A Genève, Judith Suminwa fait rimer traçabilité des minerais avec paix et développement
Une réunion de haut niveau s’est tenue ce jeudi au Centre pour le Dialogue Humanitaire Henri Dunant à Genève, en présence de représentants des plus grandes entreprises minières mondiales, des acheteurs finaux de minerais, ainsi que des acteurs impliqués dans les filières d’approvisionnement en provenance de l’Est de la République démocratique du Congo. La Première Ministre de la RDC, entourée de ses ministres de la Justice et des Mines, a conduit les échanges avec les investisseurs internationaux et les partenaires au développement.
Un plan d’urgence de 5 milliards USD pour les Kivus
Cette initiative s’inscrit dans une vision stratégique plus large portée par le Président Félix Tshisekedi. Lors de la Conférence de soutien à la paix et à la prospérité dans la région des Grands Lacs, organisée récemment par la France en coordination avec le Togo, médiateur de l’Union africaine, le Chef de l’État congolais a annoncé un ambitieux plan d’aide d’urgence pour la reconstruction du Nord-Kivu et du Sud-Kivu, chiffré à hauteur de 5 milliards USD . La mise en œuvre de ce plan de grande envergure constitue une priorité absolue pour le Gouvernement de la Première Ministre Judith Suminwa, qui travaille à créer les conditions politiques, sécuritaires et économiques pour le concrétiser.

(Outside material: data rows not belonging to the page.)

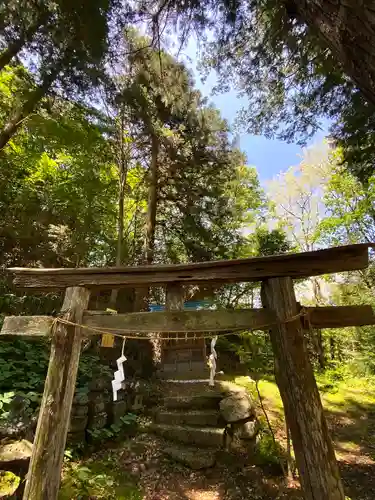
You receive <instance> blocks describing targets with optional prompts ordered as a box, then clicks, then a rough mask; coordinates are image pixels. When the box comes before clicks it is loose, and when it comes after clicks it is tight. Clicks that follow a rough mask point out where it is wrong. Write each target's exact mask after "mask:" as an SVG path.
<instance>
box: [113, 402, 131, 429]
mask: <svg viewBox="0 0 375 500" xmlns="http://www.w3.org/2000/svg"><path fill="white" fill-rule="evenodd" d="M127 409H128V407H127V402H126V401H115V402H114V403H112V406H111V413H112V421H113V423H114V424H119V423H120V422H121V417H123V416H124V415H125V414H126V412H127Z"/></svg>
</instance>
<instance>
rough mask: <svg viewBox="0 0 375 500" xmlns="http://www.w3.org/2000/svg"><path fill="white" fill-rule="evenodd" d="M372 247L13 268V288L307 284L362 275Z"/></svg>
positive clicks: (50, 287) (337, 247)
mask: <svg viewBox="0 0 375 500" xmlns="http://www.w3.org/2000/svg"><path fill="white" fill-rule="evenodd" d="M370 246H372V245H371V244H359V245H347V246H342V247H335V248H328V249H325V250H317V251H314V252H303V253H297V254H284V255H276V256H269V257H256V258H249V259H236V260H223V261H214V262H199V263H190V264H176V265H152V266H137V267H122V268H116V267H112V268H72V269H68V268H64V269H28V268H11V269H9V270H8V271H9V272H10V273H12V274H13V275H14V284H15V285H17V286H19V287H22V288H38V289H44V290H51V289H58V288H66V287H68V286H86V287H90V288H93V287H94V288H95V287H96V288H106V287H107V288H112V287H114V286H115V287H117V288H118V287H128V286H130V287H136V286H144V285H162V284H166V283H170V282H176V281H178V282H180V283H185V284H194V283H208V282H216V283H225V282H228V283H229V282H240V281H259V280H263V279H267V278H269V277H282V276H290V277H292V278H305V277H308V276H318V275H321V274H328V273H337V272H343V271H352V270H356V269H364V268H366V267H367V265H368V248H369V247H370Z"/></svg>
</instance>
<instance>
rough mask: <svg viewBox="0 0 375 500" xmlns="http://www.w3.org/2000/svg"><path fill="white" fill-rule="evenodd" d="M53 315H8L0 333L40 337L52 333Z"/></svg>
mask: <svg viewBox="0 0 375 500" xmlns="http://www.w3.org/2000/svg"><path fill="white" fill-rule="evenodd" d="M52 322H53V318H52V316H6V317H5V318H4V323H3V327H2V329H1V331H0V335H22V336H28V337H40V336H46V335H50V333H51V326H52Z"/></svg>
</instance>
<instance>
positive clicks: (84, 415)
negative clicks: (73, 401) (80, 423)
mask: <svg viewBox="0 0 375 500" xmlns="http://www.w3.org/2000/svg"><path fill="white" fill-rule="evenodd" d="M88 412H89V407H88V405H73V406H72V413H71V414H72V416H75V417H84V416H86V415H87V414H88Z"/></svg>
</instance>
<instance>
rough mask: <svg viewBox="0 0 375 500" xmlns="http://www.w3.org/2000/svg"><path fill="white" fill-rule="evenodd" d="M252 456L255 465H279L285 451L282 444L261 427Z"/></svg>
mask: <svg viewBox="0 0 375 500" xmlns="http://www.w3.org/2000/svg"><path fill="white" fill-rule="evenodd" d="M254 458H255V460H256V463H257V465H263V466H265V465H266V466H267V465H271V466H272V465H276V466H280V463H281V461H285V452H284V449H283V448H282V446H281V445H280V444H279V443H278V442H277V441H275V440H274V439H273V437H272V435H271V434H270V432H269V431H267V430H265V429H263V430H261V432H260V435H259V436H258V437H257V443H256V446H255V450H254Z"/></svg>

Une traçabilité renforcée pour en finir avec la contrebande

L’objectif central de cette rencontre était de co-concevoir un système renforcé de traçabilité des minerais, de la mine jusqu’à l’exportation, afin de mettre un terme à la contrebande des minerais dits « 3T » (étain, tantale, tungstène) vers les pays voisins. Cette action est un pilier essentiel pour assainir le secteur et générer les ressources fiscales nécessaires aux projets de reconstruction, s’inscrivant également dans les objectifs du Cadre d’Intégration Économique Régionale (CIER) visant à empêcher le commerce illicite de financer des groupes armés .

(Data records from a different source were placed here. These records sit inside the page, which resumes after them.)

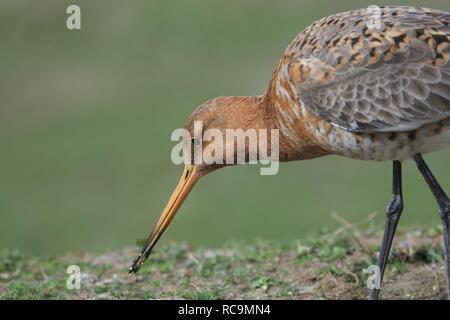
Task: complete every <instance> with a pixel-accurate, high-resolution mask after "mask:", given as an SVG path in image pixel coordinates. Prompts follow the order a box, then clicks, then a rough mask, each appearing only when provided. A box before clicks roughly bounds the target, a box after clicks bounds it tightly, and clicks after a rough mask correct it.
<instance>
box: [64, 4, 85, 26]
mask: <svg viewBox="0 0 450 320" xmlns="http://www.w3.org/2000/svg"><path fill="white" fill-rule="evenodd" d="M66 13H67V14H69V16H68V17H67V20H66V27H67V29H69V30H81V9H80V7H79V6H77V5H75V4H73V5H70V6H68V7H67V9H66Z"/></svg>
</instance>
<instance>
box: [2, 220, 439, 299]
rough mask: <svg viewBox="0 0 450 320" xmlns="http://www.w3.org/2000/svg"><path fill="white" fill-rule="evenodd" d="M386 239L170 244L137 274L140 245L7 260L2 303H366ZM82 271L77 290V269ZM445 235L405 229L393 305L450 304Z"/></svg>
mask: <svg viewBox="0 0 450 320" xmlns="http://www.w3.org/2000/svg"><path fill="white" fill-rule="evenodd" d="M381 235H382V234H381V233H380V232H372V231H367V232H361V231H355V230H354V229H351V228H350V229H349V228H341V229H339V230H337V231H335V232H326V231H324V232H322V233H320V234H319V235H317V236H316V237H311V238H307V239H302V240H298V241H295V242H292V243H290V244H280V243H277V242H271V241H256V242H254V243H251V244H243V243H236V242H234V243H230V244H228V245H225V246H223V247H222V248H220V249H215V250H212V249H201V248H200V249H199V248H196V249H193V248H189V247H188V246H186V245H185V244H176V243H164V242H162V243H161V245H160V246H158V248H157V249H156V250H155V252H154V254H153V256H152V257H151V258H150V259H149V261H147V263H146V264H145V265H144V266H143V268H142V269H141V270H140V272H139V273H138V274H137V275H134V276H128V274H127V267H128V266H129V263H130V261H131V259H132V258H133V257H134V255H135V254H136V251H137V247H135V248H125V249H123V250H119V251H114V252H103V253H97V254H94V253H74V254H68V255H65V256H63V257H55V258H36V257H29V256H25V255H23V254H21V253H20V252H17V251H3V252H1V253H0V299H243V298H248V299H365V298H366V295H367V289H366V279H367V277H368V274H367V273H365V269H366V268H367V267H368V266H370V265H372V264H374V263H375V261H376V254H377V250H378V248H379V242H380V239H381ZM70 265H77V266H79V267H80V270H81V289H80V290H69V289H67V287H66V281H67V278H68V276H69V274H67V273H66V270H67V267H68V266H70ZM445 288H446V279H445V274H444V264H443V250H442V239H441V233H440V230H439V229H431V230H420V231H414V232H400V234H399V235H398V237H397V238H396V241H395V243H394V248H393V252H392V254H391V260H390V264H389V266H388V269H387V273H386V276H385V282H384V288H383V292H382V297H383V298H385V299H443V298H445V295H446V289H445Z"/></svg>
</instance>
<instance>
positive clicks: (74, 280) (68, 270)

Sous le leadership de la Première Ministre, qui porte ainsi la vision du Chef de l’État Félix Tshisekedi Tshilombo, l’accent a été mis sur la nécessité de transformer le secteur minier en un levier de paix et de développement au profit des populations congolaises.
« Il est temps d’arrêter cette hypocrisie »
Se confiant à la Presse à l’issue de cette rencontre, le Ministre des Mines, Louis Watum Kabamba, a insisté sur l’urgence pour le Gouvernement de la RDC de mettre fin à l’hypocrisie entourant le commerce des minerais et de conjuguer les efforts pour assurer traçabilité et transparence.
« Il est temps d’arrêter cette hypocrisie, de reconnaître que c’est finalement cette hypocrisie qui nous a coûté aujourd’hui. L’effort de traçabilité, de transparence, nous devons conjuguer tous nos efforts ensemble pour y arriver. Il y a déjà le standard OCDE, il y a le standard CIRGL… mais nous devons davantage faire des efforts pour que le minerai soit tracé à partir du site où il a été extrait jusqu’à sa commercialisation », a déclaré le Ministre des Mines.
« Rendre la paix plus profitable que la guerre »
Alexandre Liebeskind, responsable Afrique francophone du Centre pour le Dialogue Humanitaire Henri Dunant et co-organisateur de l’événement, a souligné l’importance de cette démarche intégrée pour la paix et le développement. Son propos rejoint la logique du Cadre d’Intégration Économique Régionale, qui promeut la coopération transfrontalière pour bâtir un avenir de prospérité partagée .
« L’idée c’est d’offrir une dividende de paix sous forme de cet accord régional d’intégration économique qui rende la paix plus profitable que la guerre. Plus profitable pour les États en termes de stabilité, plus profitable pour les communautés… Les minerais de la RDC devraient être en fait un puissant vecteur de développement, tout simplement en générant une manne fiscale qui pourrait à son tour développer toute l’infrastructure dont le Congo a besoin pour prospérer », a affirmé Alexandre Liebeskind.

Cette rencontre marque une étape décisive dans la mobilisation des acteurs clés pour faire des ressources minières de la RDC un instrument de stabilité régionale et de prospérité partagée. La vision portée par le leadership de la Première Ministre ouvre la voie à une harmonisation des standards de traçabilité et à une réforme profonde du secteur, destinée à ce que les richesses du sous-sol congolais profitent enfin au bien-être de son peuple et financent des projets structurants, tel que recommandé au premier pilier du Programme d’actions du Gouvernement Suminwa qui dénonce le pillage à grande échelle des ressources du pays sur fond des conflits armés dans la région.